Track Work: Brutalism, ‘Friday Night (Home Invasion)’

By Alison Baitz

Brutalism, 'Friday Night'
Dead can dance: Brutalism's debut single is part fist-pumper, part murder ballad.

Still barely an infant in musical years, new D.C. electronic act Brutalism is already looking to musically challenge — even accost — its listeners. For starters, the trio borrows its name from an architectural style loathed by a lot of people. Then there’s the fact that its debut single is a fist-pumper about a horrendous crime.

For “Friday Night (Home Invasion),” members Gavin Holland, Zach Carter and Ben Bruno took their cues from true-crime TV and country-music storytelling. The song’s narrative is simple enough: “It’s about having your home broken into and getting murdered,” Carter says.

Why so macabre, fellows? “I used to watch The First 48 a lot — I’ve probably seen 50 episodes of it,” says Holland, a longtime local DJ and producer. “There’s a lot of botched home invasions on that show: bad circumstances, someone breaking in at the wrong time, ending up in murder.”

“Friday Night” tells the story of such a thwarted robbery attempt — except over an insanely hyper soundtrack. Dancing to it may seem slightly perverse, but dissonance was more or less the point.

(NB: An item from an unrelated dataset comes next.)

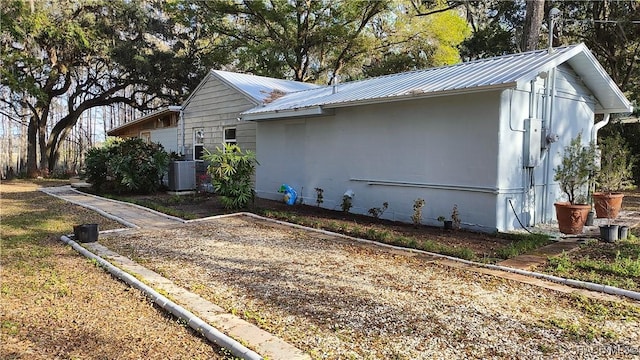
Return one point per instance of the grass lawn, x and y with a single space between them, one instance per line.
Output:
57 304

“I liked the idea of doing music that is both accessible and confrontational — something that makes you feel good but a little uncomfortable at the same time,” Carter says. “I felt like having such a melodic song with such stark lyrical content would help accomplish that goal.”

Holland, Carter and Bruno (who splits his time between Boston and D.C.) are old friends who played around with the idea of making music together for a while, but they started taking it seriously about six months ago. Holland may be best known for his Nouveau Riche dance parties, and Carter is a journalist by day and a former member of the band Drunk Tigers. In Brutalism, their roles are fluid; all three members trade off behind the mic.

While “Friday Night (Home Invasion)” is something of a floor filler — it’s tagged “no rave” on the band’s Soundcloud page — that doesn’t necessarily mean that future Brutalism songs will sound like it. Carter cites eclectic indie titans Beck and The Magnetic Fields as influences. Brutalism would like to be just as heterogeneous while maintaining a confrontational edge.

“You’ll see when those [later songs] come out, there’s a common theme that the songs are not so much concerned with common sonic textures or instruments, but rather with ideas and attitudes,” Carter says.

The trio’s ideas already seem front and center — and that extends to its choice of name. Brutalism, of course, is an architectural movement marked by aggressive geometric structures as unmistakable as they are divisive. Not surprisingly, Carter and Co., are pretty into it. But the name “Brutalism” is more a homage to contention rather than the architectural style itself.

As Carter says, “We liked the idea of being at the center of some sort of aesthetic controversy before we even got out of the gate.”